Right here is the break up of results by segments.

This counterintuitive impact known as Simpson’s paradox. A basic instance of Simpson’s paradox comes from a 1973 examine on graduate faculty admissions at Berkeley. At first, it appeared like males had the next likelihood of getting in than girls. Nevertheless, after they appeared on the departments individuals have been making use of to, it turned out girls have been making use of to extra aggressive departments with decrease admission charges, whereas males tended to use to much less aggressive ones. After they added division as a confounder, the info truly confirmed a small however vital bias in favour of ladies.
As at all times, visualisation can provide you a little bit of instinct on how this paradox works.

That’s it. We’ve discovered methods to break down the modifications in ratio metrics.
You’ll find the entire code and knowledge on GitHub.
Abstract
It’s been an extended journey, so let’s rapidly recap what we’ve coated on this article:
- We’ve recognized two main sorts of metrics: easy metrics (like income or variety of customers) and ratio metrics (like conversion price or ARPU).
- For every metric kind, we’ve discovered methods to break down the modifications and determine the principle drivers. We’ve put collectively a set of capabilities that may show you how to discover the solutions with simply a few operate calls.

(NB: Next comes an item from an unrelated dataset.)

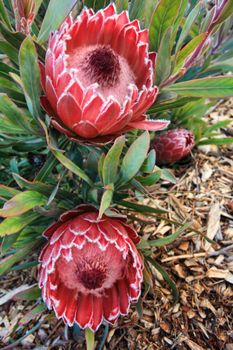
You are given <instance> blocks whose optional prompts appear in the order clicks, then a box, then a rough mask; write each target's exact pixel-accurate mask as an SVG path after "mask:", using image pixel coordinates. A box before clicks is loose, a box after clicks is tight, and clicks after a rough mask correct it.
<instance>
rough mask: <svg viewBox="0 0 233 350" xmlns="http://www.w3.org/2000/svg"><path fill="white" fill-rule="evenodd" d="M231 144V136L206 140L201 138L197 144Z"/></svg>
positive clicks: (226, 144) (214, 138) (198, 145)
mask: <svg viewBox="0 0 233 350" xmlns="http://www.w3.org/2000/svg"><path fill="white" fill-rule="evenodd" d="M231 144H233V137H222V138H219V137H218V138H217V137H216V138H208V139H207V140H201V141H199V142H198V146H201V145H219V146H221V145H231Z"/></svg>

With this sensible framework, you’re now absolutely outfitted to conduct root trigger evaluation for any metric. Nevertheless, there’s nonetheless room for enchancment in our resolution. In my subsequent article, I’ll discover methods to construct an LLM agent that may do the entire evaluation and abstract for us. Keep tuned!
Thank you numerous for studying this text. I hope this text was insightful for you.